The goal of this repo is to give a soft introduction to Machine Learning through examples and theory using Python. Our task is to predict wether a patient is positive or negative for breastcancer based on a set of 30 numerical feature variables, but the methodology is applicable to any problem of prediction where you wish to predict if a target is true or false based on one or more explanatory variables. If some your custom data comes in the form of groups, e.g. [French, German, Italian, German]
you should first google encoding categorical data
to change it into numerical input accepted by ML models. This particular problem is often referred to as Binary Classification
since the outcome can only be one of two values.
We will be using the popular DS python packages scikit-learn
for RandomForest/LogReg classifiers and Pytorch
for our Neural Net. Miniconda
is recommended but not necessary as it installs python automatically and keeps packages in separate environment per project.
The repo is a favor to a friend with a dataset and keen interest in ML but limited previous experience and is therefore likely best suited towards similar individuals with little to no background in ML or Python.
There is a fundamental difference between the traditional way of solving a system and the ML approach of learning a mapping between input and output. A known truth is that a feedforward network with a single layer is sufficient to represent any function, but what if our model learns a convoluted model that perfectly maps training data but fails to perform on new unseen data? Our model would merely be memorizing the training data without actually learning!
How well a model learns the underlying distribution from training data and translates that to new unseen data is referred to as a models generalization
. To properly evaluate a model it is therefore common to set aside some data in a separate test set
(and ideally a validation set
for NN as the tuning of hyperparameters directly on the test set would introduce a bias). Common splits are roughly 80% Train / 20% Test
(80% Train / 10% Val / 10% Test
) which is done easily e.g. in scikit-learn sklearn.model_selection.train_test_split(args)

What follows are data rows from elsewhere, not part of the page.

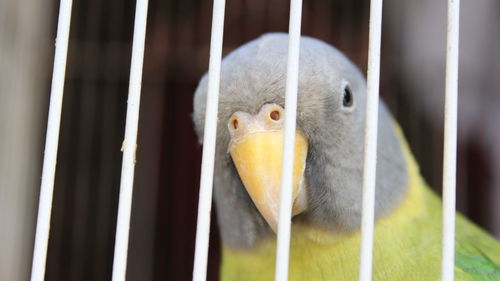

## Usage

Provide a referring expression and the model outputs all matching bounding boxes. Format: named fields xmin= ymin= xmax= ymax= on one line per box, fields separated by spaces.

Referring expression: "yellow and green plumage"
xmin=221 ymin=128 xmax=500 ymax=281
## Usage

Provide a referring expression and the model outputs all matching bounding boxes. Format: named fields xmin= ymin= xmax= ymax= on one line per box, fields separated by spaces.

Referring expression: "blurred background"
xmin=0 ymin=0 xmax=500 ymax=280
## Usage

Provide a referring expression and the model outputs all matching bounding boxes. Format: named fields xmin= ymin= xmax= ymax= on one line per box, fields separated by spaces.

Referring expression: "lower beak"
xmin=229 ymin=130 xmax=308 ymax=232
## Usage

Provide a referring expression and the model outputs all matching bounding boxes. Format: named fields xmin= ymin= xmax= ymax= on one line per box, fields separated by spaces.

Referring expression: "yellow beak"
xmin=229 ymin=104 xmax=308 ymax=232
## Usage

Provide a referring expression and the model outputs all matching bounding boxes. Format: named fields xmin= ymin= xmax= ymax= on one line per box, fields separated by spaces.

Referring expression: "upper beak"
xmin=228 ymin=104 xmax=308 ymax=232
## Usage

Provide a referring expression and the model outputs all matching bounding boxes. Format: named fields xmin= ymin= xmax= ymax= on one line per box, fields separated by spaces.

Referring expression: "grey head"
xmin=193 ymin=33 xmax=407 ymax=249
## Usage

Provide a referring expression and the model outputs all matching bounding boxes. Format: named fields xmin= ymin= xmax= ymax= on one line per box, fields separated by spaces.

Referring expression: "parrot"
xmin=192 ymin=33 xmax=500 ymax=281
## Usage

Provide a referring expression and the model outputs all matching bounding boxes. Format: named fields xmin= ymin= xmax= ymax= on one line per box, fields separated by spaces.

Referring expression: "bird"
xmin=192 ymin=33 xmax=500 ymax=281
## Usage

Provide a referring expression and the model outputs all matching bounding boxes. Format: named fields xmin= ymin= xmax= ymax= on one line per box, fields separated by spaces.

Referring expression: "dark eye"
xmin=342 ymin=86 xmax=353 ymax=107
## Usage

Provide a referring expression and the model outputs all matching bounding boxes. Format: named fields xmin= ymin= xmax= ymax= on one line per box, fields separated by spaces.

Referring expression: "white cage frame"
xmin=31 ymin=0 xmax=460 ymax=281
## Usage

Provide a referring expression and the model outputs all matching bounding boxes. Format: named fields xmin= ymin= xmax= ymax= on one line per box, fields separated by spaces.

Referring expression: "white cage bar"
xmin=275 ymin=0 xmax=302 ymax=281
xmin=441 ymin=0 xmax=460 ymax=281
xmin=31 ymin=0 xmax=460 ymax=281
xmin=31 ymin=0 xmax=73 ymax=281
xmin=112 ymin=0 xmax=148 ymax=281
xmin=193 ymin=0 xmax=226 ymax=281
xmin=359 ymin=0 xmax=382 ymax=281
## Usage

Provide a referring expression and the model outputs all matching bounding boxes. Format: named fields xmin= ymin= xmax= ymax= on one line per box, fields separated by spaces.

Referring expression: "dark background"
xmin=38 ymin=0 xmax=498 ymax=280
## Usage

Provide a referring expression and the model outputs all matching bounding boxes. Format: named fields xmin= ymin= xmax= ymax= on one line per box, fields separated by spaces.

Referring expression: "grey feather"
xmin=193 ymin=33 xmax=407 ymax=248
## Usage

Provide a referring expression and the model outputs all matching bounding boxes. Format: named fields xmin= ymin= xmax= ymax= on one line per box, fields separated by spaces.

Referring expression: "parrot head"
xmin=193 ymin=33 xmax=407 ymax=248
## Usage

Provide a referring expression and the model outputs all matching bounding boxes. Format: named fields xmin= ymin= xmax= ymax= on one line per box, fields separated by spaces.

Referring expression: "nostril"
xmin=269 ymin=110 xmax=280 ymax=121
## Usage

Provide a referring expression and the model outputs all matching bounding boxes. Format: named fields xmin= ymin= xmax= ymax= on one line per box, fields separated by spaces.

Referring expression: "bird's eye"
xmin=342 ymin=86 xmax=353 ymax=107
xmin=269 ymin=110 xmax=280 ymax=121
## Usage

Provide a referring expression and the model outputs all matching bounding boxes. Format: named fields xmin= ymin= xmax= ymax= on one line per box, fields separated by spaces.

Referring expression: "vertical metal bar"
xmin=113 ymin=0 xmax=148 ymax=281
xmin=359 ymin=0 xmax=382 ymax=281
xmin=31 ymin=0 xmax=73 ymax=281
xmin=193 ymin=0 xmax=226 ymax=281
xmin=441 ymin=0 xmax=460 ymax=281
xmin=275 ymin=0 xmax=302 ymax=281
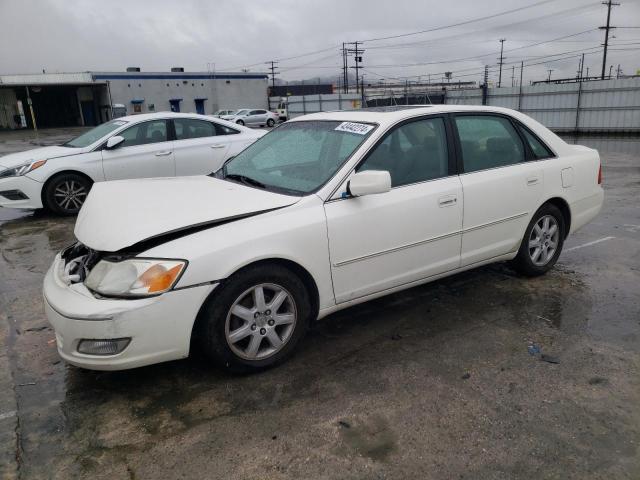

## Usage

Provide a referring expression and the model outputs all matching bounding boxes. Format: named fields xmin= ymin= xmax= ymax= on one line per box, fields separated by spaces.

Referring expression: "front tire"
xmin=195 ymin=265 xmax=312 ymax=373
xmin=512 ymin=203 xmax=566 ymax=277
xmin=43 ymin=173 xmax=91 ymax=216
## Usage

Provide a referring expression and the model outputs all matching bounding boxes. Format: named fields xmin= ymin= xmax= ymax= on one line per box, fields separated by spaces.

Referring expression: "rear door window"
xmin=520 ymin=126 xmax=554 ymax=160
xmin=455 ymin=115 xmax=525 ymax=172
xmin=120 ymin=120 xmax=167 ymax=147
xmin=173 ymin=118 xmax=217 ymax=140
xmin=357 ymin=117 xmax=449 ymax=187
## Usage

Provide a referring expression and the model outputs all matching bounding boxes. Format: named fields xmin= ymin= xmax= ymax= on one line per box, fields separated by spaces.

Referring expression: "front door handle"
xmin=438 ymin=195 xmax=458 ymax=207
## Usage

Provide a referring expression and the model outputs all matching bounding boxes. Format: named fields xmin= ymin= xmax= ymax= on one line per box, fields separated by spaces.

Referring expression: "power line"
xmin=346 ymin=41 xmax=364 ymax=93
xmin=364 ymin=1 xmax=604 ymax=49
xmin=498 ymin=38 xmax=506 ymax=88
xmin=361 ymin=0 xmax=554 ymax=42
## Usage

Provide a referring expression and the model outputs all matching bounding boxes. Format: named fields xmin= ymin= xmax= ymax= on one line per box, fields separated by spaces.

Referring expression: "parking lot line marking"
xmin=565 ymin=237 xmax=616 ymax=252
xmin=0 ymin=410 xmax=18 ymax=420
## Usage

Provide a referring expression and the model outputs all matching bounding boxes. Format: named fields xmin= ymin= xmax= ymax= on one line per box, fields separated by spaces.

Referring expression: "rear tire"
xmin=42 ymin=173 xmax=92 ymax=216
xmin=511 ymin=203 xmax=566 ymax=277
xmin=194 ymin=264 xmax=312 ymax=373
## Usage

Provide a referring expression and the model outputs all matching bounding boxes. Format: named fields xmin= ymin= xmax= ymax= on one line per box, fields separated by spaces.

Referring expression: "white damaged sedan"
xmin=44 ymin=106 xmax=603 ymax=371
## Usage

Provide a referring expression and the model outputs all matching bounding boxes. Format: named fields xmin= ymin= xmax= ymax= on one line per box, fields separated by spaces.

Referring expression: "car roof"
xmin=289 ymin=105 xmax=528 ymax=125
xmin=114 ymin=112 xmax=222 ymax=122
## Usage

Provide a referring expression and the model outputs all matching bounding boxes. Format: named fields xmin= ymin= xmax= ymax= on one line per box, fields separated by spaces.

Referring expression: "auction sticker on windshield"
xmin=335 ymin=122 xmax=373 ymax=135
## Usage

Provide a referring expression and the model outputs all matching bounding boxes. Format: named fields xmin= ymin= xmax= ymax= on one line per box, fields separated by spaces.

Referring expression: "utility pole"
xmin=498 ymin=38 xmax=506 ymax=88
xmin=599 ymin=0 xmax=620 ymax=80
xmin=347 ymin=42 xmax=364 ymax=93
xmin=576 ymin=53 xmax=584 ymax=80
xmin=518 ymin=60 xmax=524 ymax=111
xmin=24 ymin=86 xmax=38 ymax=138
xmin=266 ymin=60 xmax=280 ymax=93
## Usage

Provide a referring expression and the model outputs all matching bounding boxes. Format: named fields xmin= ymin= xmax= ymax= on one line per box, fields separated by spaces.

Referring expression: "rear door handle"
xmin=438 ymin=195 xmax=458 ymax=207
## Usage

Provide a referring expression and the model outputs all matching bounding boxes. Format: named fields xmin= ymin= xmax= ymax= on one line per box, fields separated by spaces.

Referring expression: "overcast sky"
xmin=0 ymin=0 xmax=640 ymax=85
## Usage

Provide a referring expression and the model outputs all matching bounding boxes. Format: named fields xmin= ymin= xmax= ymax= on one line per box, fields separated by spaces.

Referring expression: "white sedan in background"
xmin=220 ymin=108 xmax=280 ymax=127
xmin=0 ymin=113 xmax=266 ymax=215
xmin=44 ymin=105 xmax=603 ymax=371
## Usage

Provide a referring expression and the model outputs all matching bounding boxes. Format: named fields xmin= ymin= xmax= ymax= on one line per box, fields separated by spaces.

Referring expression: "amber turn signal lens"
xmin=138 ymin=265 xmax=183 ymax=293
xmin=29 ymin=160 xmax=47 ymax=172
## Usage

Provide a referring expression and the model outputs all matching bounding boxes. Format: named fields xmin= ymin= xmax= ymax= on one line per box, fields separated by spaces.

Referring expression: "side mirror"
xmin=347 ymin=170 xmax=391 ymax=197
xmin=107 ymin=135 xmax=124 ymax=150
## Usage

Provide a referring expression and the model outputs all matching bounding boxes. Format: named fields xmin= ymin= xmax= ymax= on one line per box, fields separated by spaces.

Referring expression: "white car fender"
xmin=144 ymin=195 xmax=335 ymax=309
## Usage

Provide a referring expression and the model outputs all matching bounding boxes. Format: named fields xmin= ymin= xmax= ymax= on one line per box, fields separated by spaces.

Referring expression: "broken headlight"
xmin=84 ymin=258 xmax=187 ymax=297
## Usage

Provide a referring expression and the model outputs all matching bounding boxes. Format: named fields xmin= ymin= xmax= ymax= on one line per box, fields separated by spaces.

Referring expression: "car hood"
xmin=74 ymin=176 xmax=300 ymax=252
xmin=0 ymin=145 xmax=84 ymax=168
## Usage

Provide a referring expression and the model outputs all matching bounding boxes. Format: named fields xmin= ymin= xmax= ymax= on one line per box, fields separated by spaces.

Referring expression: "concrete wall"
xmin=94 ymin=73 xmax=268 ymax=114
xmin=445 ymin=78 xmax=640 ymax=133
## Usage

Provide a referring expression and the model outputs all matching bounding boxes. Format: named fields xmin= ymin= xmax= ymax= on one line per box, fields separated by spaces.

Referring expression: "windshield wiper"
xmin=224 ymin=173 xmax=267 ymax=188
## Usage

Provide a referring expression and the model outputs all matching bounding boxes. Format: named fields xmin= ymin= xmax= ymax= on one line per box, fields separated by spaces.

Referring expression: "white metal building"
xmin=0 ymin=68 xmax=268 ymax=129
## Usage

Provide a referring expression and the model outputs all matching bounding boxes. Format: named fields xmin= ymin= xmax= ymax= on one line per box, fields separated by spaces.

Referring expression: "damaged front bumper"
xmin=43 ymin=254 xmax=216 ymax=370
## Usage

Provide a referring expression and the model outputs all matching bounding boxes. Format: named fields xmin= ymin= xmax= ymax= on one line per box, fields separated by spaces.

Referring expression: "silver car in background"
xmin=220 ymin=108 xmax=279 ymax=127
xmin=213 ymin=110 xmax=236 ymax=118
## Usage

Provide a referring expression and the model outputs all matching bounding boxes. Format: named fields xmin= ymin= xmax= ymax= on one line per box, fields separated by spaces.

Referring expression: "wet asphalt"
xmin=0 ymin=132 xmax=640 ymax=480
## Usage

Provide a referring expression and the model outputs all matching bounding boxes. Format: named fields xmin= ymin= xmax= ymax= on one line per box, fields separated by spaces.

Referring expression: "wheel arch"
xmin=541 ymin=197 xmax=571 ymax=238
xmin=40 ymin=169 xmax=95 ymax=208
xmin=191 ymin=257 xmax=320 ymax=345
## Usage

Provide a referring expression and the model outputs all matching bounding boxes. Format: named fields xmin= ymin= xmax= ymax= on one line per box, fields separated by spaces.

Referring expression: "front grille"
xmin=60 ymin=242 xmax=101 ymax=283
xmin=0 ymin=190 xmax=29 ymax=200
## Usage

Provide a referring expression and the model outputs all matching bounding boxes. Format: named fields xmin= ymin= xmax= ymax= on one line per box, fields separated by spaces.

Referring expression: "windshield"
xmin=219 ymin=120 xmax=375 ymax=195
xmin=62 ymin=120 xmax=127 ymax=148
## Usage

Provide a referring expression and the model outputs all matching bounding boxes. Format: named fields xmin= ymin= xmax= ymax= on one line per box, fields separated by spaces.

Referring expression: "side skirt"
xmin=317 ymin=250 xmax=518 ymax=320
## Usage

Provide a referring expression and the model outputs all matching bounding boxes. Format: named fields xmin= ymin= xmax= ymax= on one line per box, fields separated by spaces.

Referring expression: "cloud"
xmin=0 ymin=0 xmax=640 ymax=84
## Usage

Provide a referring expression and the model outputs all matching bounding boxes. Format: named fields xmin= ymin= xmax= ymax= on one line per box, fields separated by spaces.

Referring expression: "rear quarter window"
xmin=519 ymin=125 xmax=555 ymax=160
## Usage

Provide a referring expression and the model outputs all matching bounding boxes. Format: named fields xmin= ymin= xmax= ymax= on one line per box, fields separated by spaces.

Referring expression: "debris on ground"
xmin=540 ymin=353 xmax=560 ymax=363
xmin=527 ymin=343 xmax=540 ymax=355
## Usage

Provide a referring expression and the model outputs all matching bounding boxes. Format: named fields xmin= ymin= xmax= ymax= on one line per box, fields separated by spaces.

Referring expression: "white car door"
xmin=172 ymin=118 xmax=230 ymax=176
xmin=102 ymin=120 xmax=176 ymax=180
xmin=247 ymin=110 xmax=267 ymax=125
xmin=325 ymin=117 xmax=463 ymax=303
xmin=454 ymin=114 xmax=544 ymax=266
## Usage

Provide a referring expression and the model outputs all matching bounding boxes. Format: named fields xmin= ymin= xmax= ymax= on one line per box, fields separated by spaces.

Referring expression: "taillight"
xmin=598 ymin=164 xmax=602 ymax=185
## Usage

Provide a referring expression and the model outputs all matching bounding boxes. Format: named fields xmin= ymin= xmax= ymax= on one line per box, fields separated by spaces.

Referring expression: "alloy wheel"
xmin=225 ymin=283 xmax=297 ymax=360
xmin=529 ymin=215 xmax=560 ymax=267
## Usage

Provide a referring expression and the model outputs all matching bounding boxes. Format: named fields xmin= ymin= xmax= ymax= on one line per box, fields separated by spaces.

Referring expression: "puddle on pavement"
xmin=0 ymin=137 xmax=636 ymax=478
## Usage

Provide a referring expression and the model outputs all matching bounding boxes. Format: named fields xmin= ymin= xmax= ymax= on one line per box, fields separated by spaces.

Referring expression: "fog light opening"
xmin=78 ymin=338 xmax=131 ymax=355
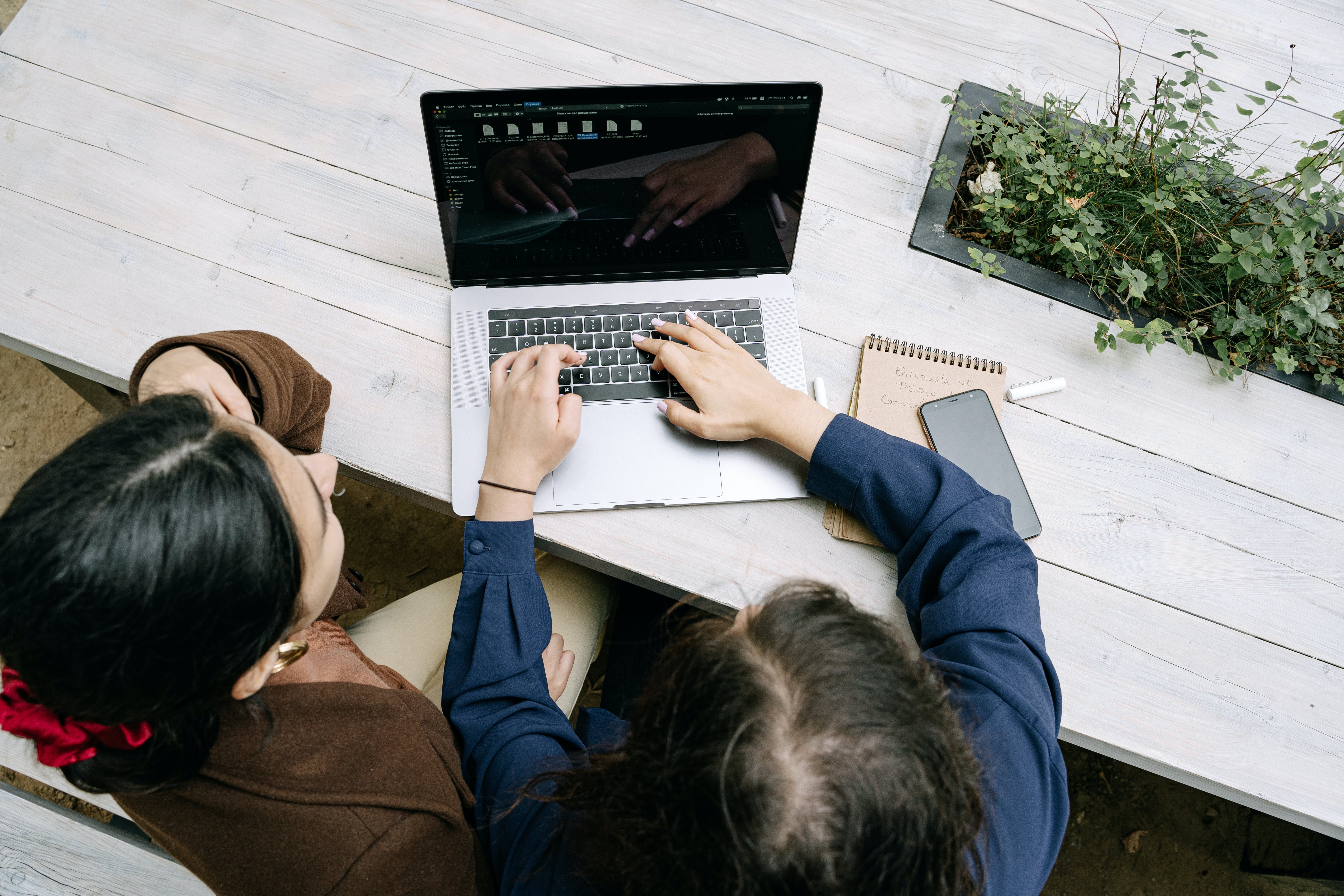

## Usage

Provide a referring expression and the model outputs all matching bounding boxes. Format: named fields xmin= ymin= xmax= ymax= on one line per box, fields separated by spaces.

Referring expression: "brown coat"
xmin=113 ymin=330 xmax=495 ymax=896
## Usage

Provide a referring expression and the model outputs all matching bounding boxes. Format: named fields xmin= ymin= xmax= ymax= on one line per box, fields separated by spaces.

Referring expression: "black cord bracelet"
xmin=476 ymin=480 xmax=536 ymax=494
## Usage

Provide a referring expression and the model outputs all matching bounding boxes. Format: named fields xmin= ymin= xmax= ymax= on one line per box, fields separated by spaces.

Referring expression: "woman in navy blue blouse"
xmin=444 ymin=312 xmax=1068 ymax=896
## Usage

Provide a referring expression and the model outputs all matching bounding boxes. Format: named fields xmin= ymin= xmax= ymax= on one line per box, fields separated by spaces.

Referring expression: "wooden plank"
xmin=0 ymin=188 xmax=449 ymax=500
xmin=1040 ymin=563 xmax=1344 ymax=840
xmin=0 ymin=731 xmax=126 ymax=817
xmin=0 ymin=58 xmax=449 ymax=345
xmin=0 ymin=783 xmax=210 ymax=896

. We then consider both training and test accuracy and wish to:
- Make training error small
- Make the gap between training and test error small
The previous goals are connected to underfitting
and overfitting
, which respectively means that a model is not able to learn from the training set (low training accuracy) and that a model fits training data too perfectly without generalizing well to new data. This is controlled by regulating a models capacity. Capacity describes how a model is able to approximate various functions. Too low capacity means a model likely will not be able fit the training set, while too high leaves it prone to overfitting. More specifically, this explains why all problems aren't immediately targeted with the largest most advanced networks one could think of, as being allowed more functions possibly containing a better approximation doesn't guarantee the model will pick it. As a closing remark, the best performing ML algorithm will often be the one with a capacity close to the true complexity of the problem and adequate to the amount of available training data.
As a rule of thumb, if unable to obtain decent accuracy on the training data the model is not able to properly learn from the available data and more data is not needed. To remedy this, consider a more complex model (i.e. adding more width or depth for NN) until able to overfit on the training data. If however training accuracy is good but testing set accuracy abysmal more data is often beneficial. Finally, if complex models are not even able to learn the training data it is possible that the input needed to predict output is not there and new or higher quality data is needed.
For further reading, see
@Book{GoodBengCour16,
Title = {Deep Learning},
Author = {Ian J. Goodfellow and Yoshua Bengio and Aaron Courville},
Publisher = {MIT Press},
Year = {2016},
Address = {Cambridge, MA, USA},
Note = {\url{http://www.deeplearningbook.org}}
}
Open a new prompt (similar to cmd for conda) by:
pressing start button
→ searching Anaconda Prompt (miniconda3)
Create a new folder called git
and navigate to it:
mkdir git
cd git
Clone this repo to your local git-folder by running:
git clone https://github.com/torjusn/intro_to_classification.git
Create a new conda environment called intro
with python 3.10:
conda create --name intro python=3.10
Activate the environment
conda activate intro
Install packages from the requirements.txt
file. (If you want to try installing packages on your own, google the package name and use pip install <package>
):
pip install -r requirements.txt
Change directory to the classical methods subdirectory and run the main script:
cd classical_methods
python main.py
Check the conda cheatsheet for more help on conda.